Use the Schoenflies theorem (every topological imbedding $S^1 \rightarrow \mathbb{R}^2$ is the boundary of a 2-disk) to prove the annulus theorem: Given two disjoint imbeddings of $S^1$ in $\mathbb{R}^2$, where one is "inside" the other (I.e. one is in the bounded component of the complement of the other), then the space "between" the two curves is homemorphic to $S^1 \times [0,1]$.  

There is a hint that says "connect the two curves with arcs".  Unfortunately I can't say much about "what I've tried." At this point in the book, we know only that all simple closed curves in $\mathbb{R}^2$ or $S^2$ are "equivalent" in the sense that there exists a homeomorphism of the ambient space taking one to the other.  This allows us to assume one of the curves is the standardly imbedded $S^1$. After that I'm totally unsure of what to do. I would appreciate any hints or advice.  Thank you for reading my question. 

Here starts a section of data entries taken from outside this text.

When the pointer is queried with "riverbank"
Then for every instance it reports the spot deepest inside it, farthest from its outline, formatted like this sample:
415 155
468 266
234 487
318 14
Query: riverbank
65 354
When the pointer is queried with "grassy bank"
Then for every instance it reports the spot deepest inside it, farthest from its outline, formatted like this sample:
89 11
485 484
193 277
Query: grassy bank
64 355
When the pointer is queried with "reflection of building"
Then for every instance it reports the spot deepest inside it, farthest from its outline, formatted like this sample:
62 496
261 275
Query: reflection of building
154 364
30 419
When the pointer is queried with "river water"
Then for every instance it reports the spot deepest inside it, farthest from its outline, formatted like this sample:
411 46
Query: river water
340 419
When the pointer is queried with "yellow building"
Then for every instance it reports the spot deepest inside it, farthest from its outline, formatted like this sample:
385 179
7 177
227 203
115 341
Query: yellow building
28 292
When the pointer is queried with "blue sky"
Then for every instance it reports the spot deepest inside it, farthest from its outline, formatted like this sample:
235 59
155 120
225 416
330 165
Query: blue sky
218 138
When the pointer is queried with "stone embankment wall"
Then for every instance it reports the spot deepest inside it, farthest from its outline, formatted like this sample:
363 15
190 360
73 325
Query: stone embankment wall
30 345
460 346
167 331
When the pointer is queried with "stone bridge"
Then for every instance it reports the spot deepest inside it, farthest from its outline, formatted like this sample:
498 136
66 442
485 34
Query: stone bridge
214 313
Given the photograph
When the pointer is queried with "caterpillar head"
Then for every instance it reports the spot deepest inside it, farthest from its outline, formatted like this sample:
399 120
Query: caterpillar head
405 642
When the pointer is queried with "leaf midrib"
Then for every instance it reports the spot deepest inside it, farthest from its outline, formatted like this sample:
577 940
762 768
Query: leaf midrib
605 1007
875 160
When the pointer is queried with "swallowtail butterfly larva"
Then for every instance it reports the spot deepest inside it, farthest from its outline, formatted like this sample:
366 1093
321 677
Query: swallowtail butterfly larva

 A: I haven't thought this through carefully, but just following the hint:
choose a point $a$ on the outer cirlce and a point $b$ on the inner circle.  Join $a$ and $b$ with an arc that doesn't cross the two circles.  Now "thicken up" this arc very slightly (and thicken up each of $a$ and $b$ to a very short piece of circular arc on their respective circles) so that now we have to the two circles with a very thing rectangle sitting between them.  (I think that making this "thickened" picture rigorous is probably part of what is involved in translating the hint into a full argument.)
Now the consider the boundary of the union of the two circles and this rectangle.  If you are picturing what I want you to picture, you will see that it is a circle.  (Just to be sure: if you take an annulus and snip out a small rectangle joining the inner and outer annulus, you get a kind of "sliced" annulus which is homeomorphic to a disk with circle as boundary.  But you can verify that the boundary of the region I am describing is a circle without knowing that the region inbetween the two circles is an annulus just follow the outer circle around from the top left corner of the rectangle all the way around to the top right corner, then move along the right boundary of the rectangle to its bottom right corner, now go back around the inner circle to the bottom left corner of the rectangle, and now go back up the left edge of the rectangle to get back where you started: you've described a circle.)  So it bounds a disk.
So the region between the two circles, with a thin rectangle removed, is a disk.  Gluing back in the rectangle should make into an annulus, as required.